根據Threads2、3、4的結果,可以發現在在中間切分部分的區域產生瓶頸,代表在VIEW 1時中間區段帶入的x, y會耗費大部分時間(相比於前、後段)
***** 檢視 view1
View 1 in thread3

小結:
此三張圖代表Thread0, Thread0+Thread1, Thread0+Thread1+Thread3處理的圖片。
* 使用 3 個 thread 時,分配給第 2 個 thread 的中間區塊有非常多的淺色像素,導致該 thread 執行速度拖垮整體速度
* 根據圖片與以上的分析可以得知,只要**白色區域越多計算越耗時**。
#### Q3
> In your write-up, describe your approach to parallelization and report the final 4-thread speedup obtained
上述Q2用CycleTimer.h看出thread在中間的時候,執行時間較久,發現thread的workload不平均:
原本的作法
舉例:用3個threads來計算1200個rows
計算每個thread要算幾個row->1200/3=400,400 tasks per thread
分配工作:
1. thread 0 calculate:0~399 row
1. thread 1 calculate:400~799 row
1. thread 2 calculate:800~1199 row
2.
修改後
計算每個thread要算幾個row->1200/3=400
以thread數量當作間隔去分配任務:
ex: 3 threads
1. thread 0 calculate:0,3,6,9…1197 row
1. thread 1 calculate:1,4,7,10…1198 row
1. thread 2 calculate:2,5,8,11…1199 row
此外有可能發生rows數量沒辦法被thread數量整除(ex:thread=7),在最後有一段if去做判斷分配
```C++=
int partHeight = args->height / args->numThreads;
int remains = args->height % args->numThreads;
// double startTime = CycleTimer::currentSeconds();
for(int t =0;t<partHeight;t++){
mandelbrotSerial(
args->x0, args->y0, args->x1, args->y1,
args->width, args->height,
t*(args->numThreads)+args->threadId,//Start from which row
1,
args->maxIterations, args->output
);
}
if((args->threadId+1<=remains)&&(remains>0)){
mandelbrotSerial(
args->x0, args->y0, args->x1, args->y1,
args->width, args->height,
partHeight * args->numThreads + args->threadId,//Start from which row
1,
args->maxIterations, args->output
);
}
```
View1


View2


#### Q4
Now run your improved code with eight threads.
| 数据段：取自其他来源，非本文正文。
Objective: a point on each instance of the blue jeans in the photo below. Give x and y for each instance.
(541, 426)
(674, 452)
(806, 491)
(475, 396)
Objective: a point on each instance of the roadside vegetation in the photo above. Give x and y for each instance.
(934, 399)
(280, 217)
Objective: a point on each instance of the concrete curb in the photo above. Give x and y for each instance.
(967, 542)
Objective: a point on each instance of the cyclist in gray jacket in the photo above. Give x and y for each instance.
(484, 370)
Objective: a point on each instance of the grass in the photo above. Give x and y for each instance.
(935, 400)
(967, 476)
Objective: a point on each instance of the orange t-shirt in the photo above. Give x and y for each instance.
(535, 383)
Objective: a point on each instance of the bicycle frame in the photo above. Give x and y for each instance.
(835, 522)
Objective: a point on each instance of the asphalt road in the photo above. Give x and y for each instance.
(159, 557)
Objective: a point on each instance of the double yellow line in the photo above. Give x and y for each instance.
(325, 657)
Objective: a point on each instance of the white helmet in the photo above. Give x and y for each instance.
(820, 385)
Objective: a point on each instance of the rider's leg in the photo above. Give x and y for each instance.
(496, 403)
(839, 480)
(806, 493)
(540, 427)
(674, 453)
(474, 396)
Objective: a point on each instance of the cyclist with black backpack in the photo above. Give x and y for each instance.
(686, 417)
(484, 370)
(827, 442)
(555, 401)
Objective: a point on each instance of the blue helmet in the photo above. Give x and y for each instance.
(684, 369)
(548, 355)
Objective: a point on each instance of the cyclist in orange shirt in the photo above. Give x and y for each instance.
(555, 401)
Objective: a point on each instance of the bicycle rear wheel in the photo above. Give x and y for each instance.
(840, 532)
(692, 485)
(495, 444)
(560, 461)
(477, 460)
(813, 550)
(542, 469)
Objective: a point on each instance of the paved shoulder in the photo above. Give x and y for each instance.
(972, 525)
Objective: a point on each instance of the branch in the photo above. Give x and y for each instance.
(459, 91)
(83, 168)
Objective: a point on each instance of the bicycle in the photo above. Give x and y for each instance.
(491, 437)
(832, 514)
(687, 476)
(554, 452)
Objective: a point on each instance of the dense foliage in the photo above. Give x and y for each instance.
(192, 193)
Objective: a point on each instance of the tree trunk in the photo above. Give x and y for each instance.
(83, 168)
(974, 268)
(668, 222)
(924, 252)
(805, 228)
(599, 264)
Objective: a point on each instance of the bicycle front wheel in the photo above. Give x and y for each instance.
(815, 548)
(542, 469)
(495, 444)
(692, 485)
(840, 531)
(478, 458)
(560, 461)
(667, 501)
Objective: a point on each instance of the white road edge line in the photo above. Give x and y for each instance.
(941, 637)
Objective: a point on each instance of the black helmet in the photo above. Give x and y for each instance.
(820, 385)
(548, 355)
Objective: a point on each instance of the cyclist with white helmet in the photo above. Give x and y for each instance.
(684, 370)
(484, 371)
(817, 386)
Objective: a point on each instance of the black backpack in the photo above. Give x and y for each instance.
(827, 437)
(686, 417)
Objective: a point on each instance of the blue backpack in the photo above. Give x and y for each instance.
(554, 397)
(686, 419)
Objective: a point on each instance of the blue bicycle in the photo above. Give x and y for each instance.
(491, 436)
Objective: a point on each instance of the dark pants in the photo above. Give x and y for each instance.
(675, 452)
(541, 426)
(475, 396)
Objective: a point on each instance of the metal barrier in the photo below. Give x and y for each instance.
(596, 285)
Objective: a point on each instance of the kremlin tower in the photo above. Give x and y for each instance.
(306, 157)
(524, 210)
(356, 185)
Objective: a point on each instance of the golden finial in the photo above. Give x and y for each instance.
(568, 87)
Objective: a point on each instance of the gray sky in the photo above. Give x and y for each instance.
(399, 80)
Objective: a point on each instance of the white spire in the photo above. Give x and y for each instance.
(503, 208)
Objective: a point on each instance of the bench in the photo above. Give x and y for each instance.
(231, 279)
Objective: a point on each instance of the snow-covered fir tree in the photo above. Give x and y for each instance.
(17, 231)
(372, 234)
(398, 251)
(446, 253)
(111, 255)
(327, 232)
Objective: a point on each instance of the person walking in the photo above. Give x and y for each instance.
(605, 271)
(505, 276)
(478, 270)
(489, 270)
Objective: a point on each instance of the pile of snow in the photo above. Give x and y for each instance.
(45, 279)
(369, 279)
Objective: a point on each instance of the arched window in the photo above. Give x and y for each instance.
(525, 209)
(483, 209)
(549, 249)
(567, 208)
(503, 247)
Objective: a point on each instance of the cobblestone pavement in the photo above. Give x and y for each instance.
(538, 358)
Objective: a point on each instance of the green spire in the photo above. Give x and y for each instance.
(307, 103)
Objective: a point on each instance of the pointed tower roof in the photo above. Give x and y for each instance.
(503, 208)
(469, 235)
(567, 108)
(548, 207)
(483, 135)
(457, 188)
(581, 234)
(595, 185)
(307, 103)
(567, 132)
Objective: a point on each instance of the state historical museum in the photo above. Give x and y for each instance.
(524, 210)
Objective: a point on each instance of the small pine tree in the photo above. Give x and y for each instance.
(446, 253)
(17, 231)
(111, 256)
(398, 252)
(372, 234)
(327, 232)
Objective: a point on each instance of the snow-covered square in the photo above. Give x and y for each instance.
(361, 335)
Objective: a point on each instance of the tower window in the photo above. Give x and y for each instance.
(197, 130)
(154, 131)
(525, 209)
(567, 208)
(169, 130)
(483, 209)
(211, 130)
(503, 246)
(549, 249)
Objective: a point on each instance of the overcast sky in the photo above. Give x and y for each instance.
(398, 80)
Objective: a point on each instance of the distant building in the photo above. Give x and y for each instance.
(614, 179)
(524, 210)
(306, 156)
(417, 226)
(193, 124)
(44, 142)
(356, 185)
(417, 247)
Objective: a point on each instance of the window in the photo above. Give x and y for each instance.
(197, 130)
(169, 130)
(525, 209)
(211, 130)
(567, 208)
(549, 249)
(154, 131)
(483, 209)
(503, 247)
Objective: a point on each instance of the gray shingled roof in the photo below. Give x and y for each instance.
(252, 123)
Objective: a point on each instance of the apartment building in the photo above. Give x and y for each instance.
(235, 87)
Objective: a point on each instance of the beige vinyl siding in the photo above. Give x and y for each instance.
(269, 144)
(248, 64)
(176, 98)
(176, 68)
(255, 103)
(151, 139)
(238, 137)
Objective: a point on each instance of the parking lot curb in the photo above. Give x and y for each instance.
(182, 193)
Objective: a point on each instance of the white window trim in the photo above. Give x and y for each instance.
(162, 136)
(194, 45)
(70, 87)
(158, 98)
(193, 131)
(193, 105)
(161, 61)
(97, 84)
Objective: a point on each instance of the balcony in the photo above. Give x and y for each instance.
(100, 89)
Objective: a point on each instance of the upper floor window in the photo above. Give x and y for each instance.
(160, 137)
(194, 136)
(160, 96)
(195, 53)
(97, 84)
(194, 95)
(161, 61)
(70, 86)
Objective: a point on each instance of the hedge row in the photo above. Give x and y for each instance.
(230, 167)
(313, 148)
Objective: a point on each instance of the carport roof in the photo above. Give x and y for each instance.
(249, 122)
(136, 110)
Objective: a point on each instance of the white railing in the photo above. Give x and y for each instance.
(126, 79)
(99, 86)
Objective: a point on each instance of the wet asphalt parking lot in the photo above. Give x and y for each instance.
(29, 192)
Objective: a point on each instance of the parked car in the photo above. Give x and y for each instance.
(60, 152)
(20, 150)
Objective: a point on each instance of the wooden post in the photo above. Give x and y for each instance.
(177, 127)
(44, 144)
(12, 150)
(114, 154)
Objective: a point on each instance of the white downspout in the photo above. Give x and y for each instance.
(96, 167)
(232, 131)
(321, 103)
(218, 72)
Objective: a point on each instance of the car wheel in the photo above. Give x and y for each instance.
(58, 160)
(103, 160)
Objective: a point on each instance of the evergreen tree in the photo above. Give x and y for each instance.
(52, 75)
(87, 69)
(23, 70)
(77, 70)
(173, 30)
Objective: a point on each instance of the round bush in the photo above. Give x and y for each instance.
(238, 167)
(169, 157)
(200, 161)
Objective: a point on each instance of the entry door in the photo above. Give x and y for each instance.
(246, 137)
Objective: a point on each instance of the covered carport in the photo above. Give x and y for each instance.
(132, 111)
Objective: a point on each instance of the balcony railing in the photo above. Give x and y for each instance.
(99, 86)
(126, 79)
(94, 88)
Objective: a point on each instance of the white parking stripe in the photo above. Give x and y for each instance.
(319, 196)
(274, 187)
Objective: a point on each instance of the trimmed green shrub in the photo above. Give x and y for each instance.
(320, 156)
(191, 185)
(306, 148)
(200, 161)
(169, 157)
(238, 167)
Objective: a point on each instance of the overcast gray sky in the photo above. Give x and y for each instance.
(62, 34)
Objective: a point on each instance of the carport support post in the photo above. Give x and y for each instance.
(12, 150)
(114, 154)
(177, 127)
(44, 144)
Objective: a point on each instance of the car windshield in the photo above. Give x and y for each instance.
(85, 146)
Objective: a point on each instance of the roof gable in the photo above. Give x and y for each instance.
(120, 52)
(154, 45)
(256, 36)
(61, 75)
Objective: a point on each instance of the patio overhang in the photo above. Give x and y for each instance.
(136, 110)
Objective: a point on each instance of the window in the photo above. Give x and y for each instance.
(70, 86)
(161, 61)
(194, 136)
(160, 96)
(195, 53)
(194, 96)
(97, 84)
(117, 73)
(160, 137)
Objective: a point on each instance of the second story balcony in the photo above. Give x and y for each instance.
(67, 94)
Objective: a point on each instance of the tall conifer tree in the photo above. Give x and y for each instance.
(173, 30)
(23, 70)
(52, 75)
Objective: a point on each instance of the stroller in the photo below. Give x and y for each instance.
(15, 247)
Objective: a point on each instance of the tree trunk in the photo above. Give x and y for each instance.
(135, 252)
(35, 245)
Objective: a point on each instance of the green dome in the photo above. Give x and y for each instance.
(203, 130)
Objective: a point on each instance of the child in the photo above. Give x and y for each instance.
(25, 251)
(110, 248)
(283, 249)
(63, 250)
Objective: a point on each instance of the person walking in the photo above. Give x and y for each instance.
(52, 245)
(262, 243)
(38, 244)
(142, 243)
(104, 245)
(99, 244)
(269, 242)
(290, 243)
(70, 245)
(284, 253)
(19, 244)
Is performance noticeably greater than when running with four threads? Why or why not? (Notice that the workstation server provides 4 cores 4 threads.)
View1

View2

執行發現view1 跟 view2 在8 thread 時,speedup 3.78X->3.57X
與3.78X->3.67 兩者都會下降。
* 因為workstation server provides 4 cores 4 threads,如果使用8個thread去執行,反而會發生額外的context switch overhead,因此要開幾個thread必須視cpu核心數量而定,若工作站是8核心的話,那使用thread=8理論上就會比thread=4還要快。